Improving Arm and Shoulder Strength
While sound throwing mechanics provide the baseline for velocity, you also need a strong and flexible arm to put some extra heat on your fastball. Follow this throwing program to build arm strength:
The best way to develop arm strength for pitching is by throwing at progressively longer distances. Start with throws at 60 feet and work your way back as far as you can while maintaining accuracy. This forces you to use your full body rather than just your arm. Build up to throwing 300+ feet to simulate in-game throwing distance.
Short burst cardio like sprints and interval training boosts fast twitch muscle fibers responsible for explosive power. Do sets of 20, 40, and 60 yard sprints along with ladder and cone drills to increase arm speed strength. These exercises also improve stamina for repeating your max effort throws.
Stretching the posterior shoulder muscles opens up your throwing range of motion for increased velocity. The sleeper stretch targets your posterior deltoid, teres minor, infraspinatus and latissimus dorsi muscles. Hold each stretch for 30 seconds, 2-3 times on each side.
Band Pull Aparts
Pull aparts strengthen your rhomboids and rotator cuff for shoulder stability during rapid throwing motions. Loop a resistance band in front of you at chest height. Grip both sides of the band and pull your hands out to the side, squeezing your shoulder blades. Do 2-3 sets of 15 reps daily.
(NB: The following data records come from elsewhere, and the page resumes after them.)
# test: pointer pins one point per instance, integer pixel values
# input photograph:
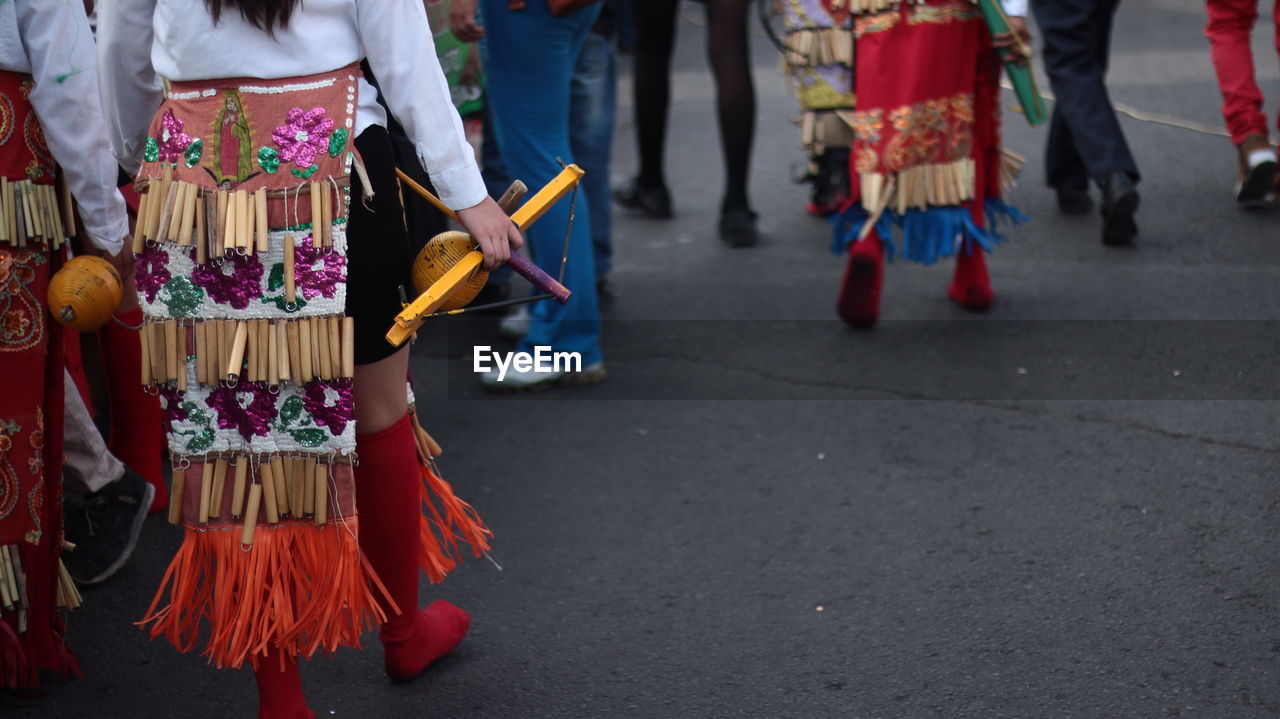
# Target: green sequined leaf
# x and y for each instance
(337, 142)
(275, 280)
(309, 438)
(269, 159)
(289, 411)
(182, 297)
(193, 152)
(201, 442)
(283, 306)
Throwing against a wall develops arm and shoulder endurance. Start 10 feet away and throw into the wall, concentrating on spinning the ball with power. Move back in 5 foot increments as your arm gets stronger. This drill isolates your throwing muscles to prevent overuse injuries as you increase intensity.
Additional Throwing Drills
Incorporate these additional throwing drills as you work on your velocity:
Towel Drills- Grip a towel and whip it on full extension to isolate your throwing motion. Do 10 reps, really popping the towel at the finish.
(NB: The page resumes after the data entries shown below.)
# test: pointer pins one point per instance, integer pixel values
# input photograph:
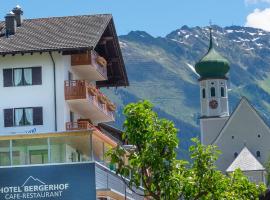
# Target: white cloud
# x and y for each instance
(256, 1)
(259, 19)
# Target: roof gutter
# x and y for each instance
(54, 90)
One Knee Throws- Take throws from your knee to isolate your upper body and remove your legs. Focus on driving with your torso and whipping your arm without overthrowing.
Medicine Ball Throws - Throw heavier weighted medicine balls at a wall or with a partner. This overloads your muscles to increase power as you move back to a regular baseball.
Underhand Toss - Play long catch underhand, concentrating on putting arc on each throw. This drill promotes full extension and finish.
Quick Feet Drills - Stand on your toes and take throws from a short distance. The unstable surface engages your lower half for more body-wide explosiveness.
Arm Circles - Open up your shoulders before throwing by doing forward and backward arm circles. Start with small circles and increase their size.
Recovery and Rest
While hard work and throwing builds arm strength, periods of recovery and rest are when your body adapts and gets stronger. Make sure to:
- Give your arm a day off between intense throwing sessions
- Get 8-10 hours of sleep nightly to recover muscle tissues
- Eat a protein rich diet to supply muscles with amino acids to grow
- Avoid overuse injuries by stopping if your arm becomes sore
- Listen to your body and take additional rest days whenever needed
Throwing a baseball fast requires using all parts of your body in one coordinated, explosive motion. By mastering proper throwing mechanics, building arm and shoulder strength, and allowing adequate recovery time, you can gain the velocity needed to blow fastballs by hitters. With the right training regimen, anyone can learn how to throw heat on the mound.